Vier eeuwen ongeveer duurde het tijdperk van de Friese Vrijheid. Friesland, Groningen en het Duitse Oost-Friesland vielen rechtstreeks onder de Keizer, maar er was geen graaf, hertog of bisschop die het keizerlijk gezag uitoefende. Friezen betaalden ook geen belasting en maakten zelf uit of ze de keizer hielpen als die daarom vroeg. De Vrije Frieslanden waren in feite verzamelingen van kleine minirepubliekjes, die samenwerkten in rechtspraak. In de 15e eeuw waren dat in de huidige provincie Friesland de gebieden Oostergo, Westergo en Sevenwolden met nog zes kleinere gebiedjes, die nog in de huidige gemeenten terug te vinden zijn. Oostergo en Westergo waren de belangrijkste 'republiekjes', de zaken werden geregeld in Leeuwarden en Sneek. Leeuwarden had voor het vastleggen van die regels een schrijver aangesteld1511BS Fryslan en de eerste schrijver was afkomstig uit Bolsward, had waarschijnlijk gestudeerd in Leuven, maar schreef voor zijn werk in het Fries en daardoor ontwikkelde zich in Leeuwarden een schrijfkamer, een kanselarij, die Fries schreef.

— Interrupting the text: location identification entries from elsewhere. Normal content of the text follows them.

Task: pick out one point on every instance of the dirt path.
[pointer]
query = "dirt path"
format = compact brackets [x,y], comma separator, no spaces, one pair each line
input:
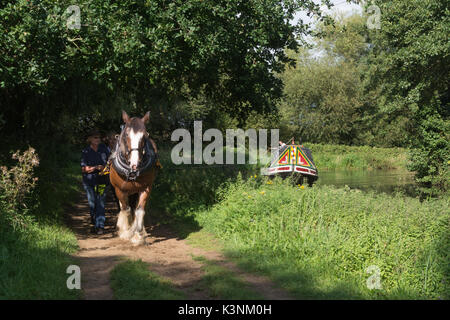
[167,255]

In 1498 kwam er dus een einde aan die vrijgevochten tijd toen de Duitse graaf Albert van Saksen de macht greep en kreeg. Hij bracht Duitse ambtenaren met zich mee die het Fries niet begrepen. Ze kozen voor het Nederlands als tussentaal: de werktaal in de kanselarij werd Duits en alle stukken werden vertaald in het Nederlands. Op het stadsniveau bleef het Fries nog in gebruik. Maar in 1515 kwam de tweede omslag: Karel V werd de nieuwe keizer en dat was geen Duitse maar een Dietse keizer in Brussel met Nederlandstalige ambtenaren en voor hem was Friesland een Diets gewest waar Nederlands de voertaal was. Toen gingen ook de lagere overheden over op Nederlands: in 1516 verscheen het laatste gemeentestuk in het Fries. Het laatste Friese stuk dat bekend is legt het vertrek vast van een Friestalige schrijver van een Gasthuis in 1530. Daarna is het Fries verdwenen uit het bestuurlijk en zakelijk verkeer.    

Met de spreektaal duurde het langer. De handelsontacten met de Hollanden werden belangrijker en in de Friese steden ontwikkelde zich een Hollands dialect dat Stadsfries werd genoemd. Dat ging veel langzamer; in het jaar dat Leeuwarden de Culturele Hoofdstad van Europa is viert het ook dat 250 jaar geleden er voor het eerst een boekje verscheen in het Liwwadders.
Het huidige Nederlands is pas in de 17e eeuw opgekomen als elitetaal in de Hollandse steden (Hoog Haarlemmer Dijks). Rond 1900 sprak nog maar 10% van de bevolking het. Het is dus iets van de laatste honderd jaar.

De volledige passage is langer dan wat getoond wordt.